Fingers crossed for Seabass please xx
After yesterday’s check up at the hospital, we found out that Seabass’ surgery hasn’t worked. Although the cyst has decreased a few millimetres, his head circumference has increased another centimetre. He now needs to have a shunt fitted, which is getting done tomorrow. We are off to hospital again today to check in and sort out all the paperwork.
Hopefully this will be the last time our little man’s head needs to be cut open xx
We had an appointment with the Prof again on 3rd June.

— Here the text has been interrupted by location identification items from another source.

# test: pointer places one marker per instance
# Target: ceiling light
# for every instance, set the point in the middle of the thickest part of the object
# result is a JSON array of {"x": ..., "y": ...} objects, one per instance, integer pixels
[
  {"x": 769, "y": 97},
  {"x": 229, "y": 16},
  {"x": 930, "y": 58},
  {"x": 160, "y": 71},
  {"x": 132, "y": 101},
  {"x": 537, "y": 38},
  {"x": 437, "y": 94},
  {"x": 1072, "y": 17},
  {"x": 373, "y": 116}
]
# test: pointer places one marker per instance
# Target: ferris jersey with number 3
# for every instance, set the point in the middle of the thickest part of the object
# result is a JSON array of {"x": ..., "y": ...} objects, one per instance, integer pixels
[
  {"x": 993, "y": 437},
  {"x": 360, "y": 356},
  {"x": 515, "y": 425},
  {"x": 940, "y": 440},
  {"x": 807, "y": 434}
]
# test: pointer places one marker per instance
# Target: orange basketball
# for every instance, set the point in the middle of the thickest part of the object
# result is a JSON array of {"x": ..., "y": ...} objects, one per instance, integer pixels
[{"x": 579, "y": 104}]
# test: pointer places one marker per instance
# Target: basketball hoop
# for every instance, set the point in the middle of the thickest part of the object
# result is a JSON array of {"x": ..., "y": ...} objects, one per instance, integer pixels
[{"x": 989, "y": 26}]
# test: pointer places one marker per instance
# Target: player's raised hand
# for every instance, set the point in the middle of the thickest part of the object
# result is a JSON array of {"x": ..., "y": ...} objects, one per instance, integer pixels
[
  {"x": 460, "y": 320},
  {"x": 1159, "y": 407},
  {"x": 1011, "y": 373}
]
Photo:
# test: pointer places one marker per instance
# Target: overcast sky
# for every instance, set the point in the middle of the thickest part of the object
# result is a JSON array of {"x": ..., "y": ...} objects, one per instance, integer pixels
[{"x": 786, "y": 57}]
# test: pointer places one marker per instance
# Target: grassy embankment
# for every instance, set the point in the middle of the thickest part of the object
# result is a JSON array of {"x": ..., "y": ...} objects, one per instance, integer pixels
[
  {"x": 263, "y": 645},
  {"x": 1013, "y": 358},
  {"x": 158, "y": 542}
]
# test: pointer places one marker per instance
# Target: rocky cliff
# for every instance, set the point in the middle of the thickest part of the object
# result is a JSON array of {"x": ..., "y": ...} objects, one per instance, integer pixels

We’d been told on the phone it was an appointment to “plan the birth” and there was a possibility that he could decide to deliver on that day – clearly that didn’t happen because I’m writing this.
We were told (again, on the phone) that they were expecting there to be no complications with the birth and that Seabass would get to spend at least one night with me in the hospital before being transferred to the children’s one. There he would be monitored and what happens after that we just really don’t know.
When we went for the appointment on 3rd, we took all our hospital stuff with us. The whole time we’ve been told that delivery could be any time from 34 weeks. When the Prof did our scan and said there’d not been much change again and the Caesarian would be booked for 1st July, my heart sank. I know it’s better for Seabass, but I’d had it planned in my head that he’d be here by next week really and I just want him to get here so I know what we’re dealing with. I’m also quite possibly the most uncomfortable I’ve ever been (selfish to think of that I know). I can’t sleep, I have horrible backache and I get tired so quickly it’s just stupid. Poor Tinkerbell has got a pretty cr*p mum at the moment.
We were told the baby doctors would be present at the birth and, assuming there’s nothing majorly wrong, we would get to say hello and give him cuddles but then he’d be taken for assessment. It was unclear as to whether he would spend the night on the neonatal unit or would come back to be with me. The OH gets to stay with him though 24/7 whilst he’s on neonatal and will be able to go with him to the children’s hospital, which I’m glad about. I was worried Seabass would be on his own as I know I have to spend at least 2 nights in the hospital, so didn’t know how manoeuvrable I would be.
I can’t actually see myself making it until 1st July, Seabass feels pretty low down and I keep getting lots of twinges, I was also two weeks early with Tinkerbell.
So the update so far is we have a pre-op on 28th June and Seabass will be here by 1st July. It’s taken me a while to write this as thinking about him being taken away from me (again, I know it’s for the best) just upsets me too much. Our baby should be in a cot next to me until its time for us to go home. Not attached to tubes waiting for brain surgery x
Had the appointment with the professor today.
Got to have another MRI early next week, then a possible meeting with the neurosurgeon again the week after. If we don’t have to attend that, the professor and neurosurgeon will discuss our case again and then we will meet with the professor after that.
So basically, we don’t know anything else and I don’t much feel like trying to make this post longer.